What Cartooniverse says is true (well, the being a friend part, anyway).
As someone who has some experience in being a caregiver/carepartner/buddy to people who have had terrible things happen to then, long term can be really hard. There’s no end of people that are able and willing to hang at the beginning but they get tired or busy or whatever (it’s not intentional, it’s just that life goes on and life gets busy sometimes) and it can be difficult to find people willing to, say, hold your hand for chemo. Or even just bring you a dinner if you’re going through a bad patch and can’t quite do for yourself.
It’s the people who are there when stuff stinks everyday that are really your friends; the rest are just people that you know. You don’t have to dance attendance on them but just be available in the long haul. You’re not taking them to raise or anything like that but sometimes a few minutes of your time or a little bit of consideration is worth more than rubies to someone battling long-term issues.

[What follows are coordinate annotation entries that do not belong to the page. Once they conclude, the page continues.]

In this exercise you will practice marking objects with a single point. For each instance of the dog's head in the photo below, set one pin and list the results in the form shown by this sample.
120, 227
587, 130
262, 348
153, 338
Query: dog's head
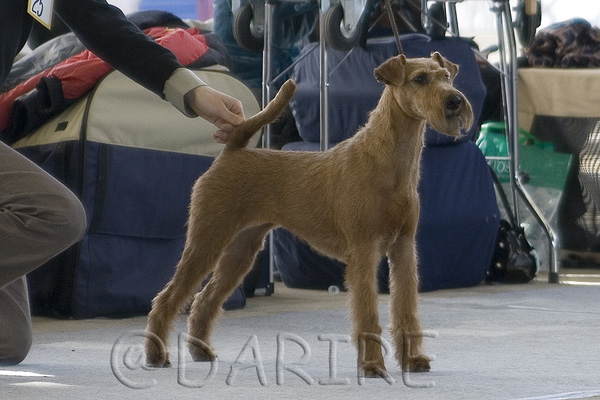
423, 89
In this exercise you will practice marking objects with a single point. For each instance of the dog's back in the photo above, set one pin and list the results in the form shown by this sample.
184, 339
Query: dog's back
241, 134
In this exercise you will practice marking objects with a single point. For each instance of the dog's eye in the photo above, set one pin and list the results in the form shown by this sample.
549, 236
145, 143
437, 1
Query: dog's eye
420, 79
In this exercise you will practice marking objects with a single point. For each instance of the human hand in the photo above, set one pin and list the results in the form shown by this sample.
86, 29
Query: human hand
223, 111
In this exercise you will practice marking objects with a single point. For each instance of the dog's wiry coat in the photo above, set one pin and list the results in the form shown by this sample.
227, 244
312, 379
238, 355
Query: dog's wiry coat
355, 202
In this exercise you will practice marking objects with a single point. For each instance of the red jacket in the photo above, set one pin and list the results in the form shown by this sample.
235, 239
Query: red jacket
80, 73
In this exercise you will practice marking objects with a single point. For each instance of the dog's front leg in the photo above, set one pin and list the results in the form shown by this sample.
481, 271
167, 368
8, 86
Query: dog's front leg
361, 280
404, 285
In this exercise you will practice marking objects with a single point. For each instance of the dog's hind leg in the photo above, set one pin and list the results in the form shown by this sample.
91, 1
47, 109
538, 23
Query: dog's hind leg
361, 280
234, 264
404, 297
200, 255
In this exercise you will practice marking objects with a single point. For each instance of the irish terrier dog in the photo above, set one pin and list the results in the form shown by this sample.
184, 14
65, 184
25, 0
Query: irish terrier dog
355, 202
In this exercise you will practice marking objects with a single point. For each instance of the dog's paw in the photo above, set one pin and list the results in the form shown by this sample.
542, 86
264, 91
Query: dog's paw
202, 354
418, 363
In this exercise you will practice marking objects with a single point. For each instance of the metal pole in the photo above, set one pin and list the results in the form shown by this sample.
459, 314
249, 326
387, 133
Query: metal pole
323, 83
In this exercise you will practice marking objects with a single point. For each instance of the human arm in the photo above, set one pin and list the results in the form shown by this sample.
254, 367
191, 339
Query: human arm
104, 30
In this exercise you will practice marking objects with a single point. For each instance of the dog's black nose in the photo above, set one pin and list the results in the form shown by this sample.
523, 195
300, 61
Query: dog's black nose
453, 103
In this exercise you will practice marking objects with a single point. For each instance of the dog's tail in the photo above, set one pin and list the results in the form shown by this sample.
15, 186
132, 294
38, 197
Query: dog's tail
241, 134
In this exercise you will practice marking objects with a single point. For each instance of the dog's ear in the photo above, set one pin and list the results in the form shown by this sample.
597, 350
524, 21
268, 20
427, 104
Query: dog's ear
451, 67
391, 72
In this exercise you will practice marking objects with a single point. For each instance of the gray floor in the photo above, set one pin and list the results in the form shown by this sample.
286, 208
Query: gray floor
534, 341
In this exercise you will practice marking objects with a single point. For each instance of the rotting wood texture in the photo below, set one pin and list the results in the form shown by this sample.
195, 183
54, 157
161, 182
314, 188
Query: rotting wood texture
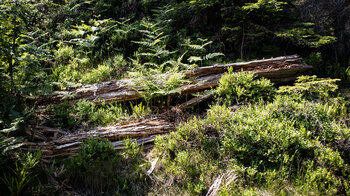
142, 132
280, 69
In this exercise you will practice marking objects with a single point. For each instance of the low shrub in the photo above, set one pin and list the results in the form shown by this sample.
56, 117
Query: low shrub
287, 146
242, 87
88, 114
99, 169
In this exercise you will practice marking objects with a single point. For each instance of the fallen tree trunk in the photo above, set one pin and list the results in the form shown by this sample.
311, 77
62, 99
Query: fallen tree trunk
142, 132
281, 69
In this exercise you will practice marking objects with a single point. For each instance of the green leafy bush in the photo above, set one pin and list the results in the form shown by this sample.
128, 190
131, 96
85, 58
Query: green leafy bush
288, 146
99, 168
22, 175
234, 88
86, 113
311, 87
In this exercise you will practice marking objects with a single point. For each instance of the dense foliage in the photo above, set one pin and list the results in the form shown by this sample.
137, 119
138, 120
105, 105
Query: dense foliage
290, 140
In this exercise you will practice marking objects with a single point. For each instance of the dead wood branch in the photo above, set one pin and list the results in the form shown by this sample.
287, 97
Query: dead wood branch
280, 69
142, 132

If I could suggest something that worked wonderfully with a coworker who was fighting cancer for a number of years, how about organizing a regular schedule of people providing meals to his family? That takes a lot of stress away from them, and would help them have more time with him. The office I was in organized dinner four nights a week for this woman and her family, and it really meant the world to them; it was just one small detail or life that didn’t have to be coped with.
I agree with the suggestion to most of all just be there, though. Sounds like you’re a really good friend – I hope things work out well for your friend’s brother!

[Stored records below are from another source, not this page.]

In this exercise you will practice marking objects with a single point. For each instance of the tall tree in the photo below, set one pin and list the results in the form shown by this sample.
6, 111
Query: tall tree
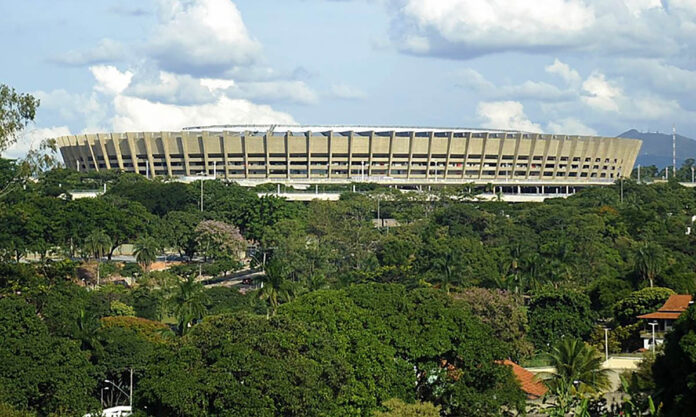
274, 284
16, 111
189, 302
649, 261
97, 244
219, 240
578, 371
146, 250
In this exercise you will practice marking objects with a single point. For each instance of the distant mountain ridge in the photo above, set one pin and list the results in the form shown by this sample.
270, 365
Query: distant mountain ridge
657, 148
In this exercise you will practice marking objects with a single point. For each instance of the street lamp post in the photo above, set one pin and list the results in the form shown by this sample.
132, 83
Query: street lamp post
653, 324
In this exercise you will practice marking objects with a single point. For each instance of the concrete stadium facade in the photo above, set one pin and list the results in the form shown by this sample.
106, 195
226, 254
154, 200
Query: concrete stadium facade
254, 154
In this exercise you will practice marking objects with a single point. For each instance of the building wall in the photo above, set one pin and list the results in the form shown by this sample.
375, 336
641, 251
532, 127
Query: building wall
418, 155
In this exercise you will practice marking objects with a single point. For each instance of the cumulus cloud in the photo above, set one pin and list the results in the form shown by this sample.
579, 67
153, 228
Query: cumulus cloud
531, 90
204, 37
568, 74
31, 138
347, 92
478, 25
505, 115
109, 79
106, 51
170, 88
290, 91
463, 29
134, 114
600, 93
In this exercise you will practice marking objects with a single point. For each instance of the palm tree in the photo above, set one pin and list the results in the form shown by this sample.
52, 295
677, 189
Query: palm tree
578, 371
97, 244
146, 250
649, 261
190, 303
274, 287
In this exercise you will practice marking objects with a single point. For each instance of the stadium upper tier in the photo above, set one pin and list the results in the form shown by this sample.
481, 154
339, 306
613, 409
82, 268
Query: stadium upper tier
316, 154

Yeah, this is what my Mom and her Friends friends do. ( Mom’s Quaker ) They rotate meals and provide for an ill friend. It’s a huge detail, and helps to make for a somewhat less fractured family life day to day. Knowing dinner will be on the table every night is so important.
Sorry for the delayed response, but my internet was turned off for a little while.
I’ve emailed TubaDiva regarding people donating books, for anyone who is interested. I’ll post here when I hear back from her.
Cartooniverse, I sent you an email too. I just wanted to publicly state that it’s really awesome what you’re trying to do here, and it gives me a little more hope for the world.
In the meantime, a little update.
The follow up on my OP, he has internet access and (from what I gather) a DVD player in his room, so my original plans of getting him a portable one are unnecessary.
The bad news: apparently it’s worse/further along than they initially believed, and he’s expected be to in the hospital being treated for much longer than the month we were originally told. Six months is being thrown around.
He started chemotherapy on monday and is, as one would expect, very weak and tired, but hanging in there.
There’s some talk about doing a bone marror transplant somewhere along the line. His chances of finding a match seems quite good to me, as he has 4 siblings and a largish extended family. However, he’s expressed some disinterest in even going through with a transplant, so we’re kind of worried that he’s giving up already.
Ok, I just talked to TubaDiva who has granted me permission to collect a few books.
This is what I told Cartooniverse so I’ll just paste it here: I’m trying to get an idea of what he would be interested from his brother but he doesn’t really know. So I’ll say anything (barring genres obviously directed towards women) is fine. If he doesn’t like them, we’ll donate them to the hospital (or somewhere else if they’re not interested).
If anyone would like to send a few along, my email address is in my profile.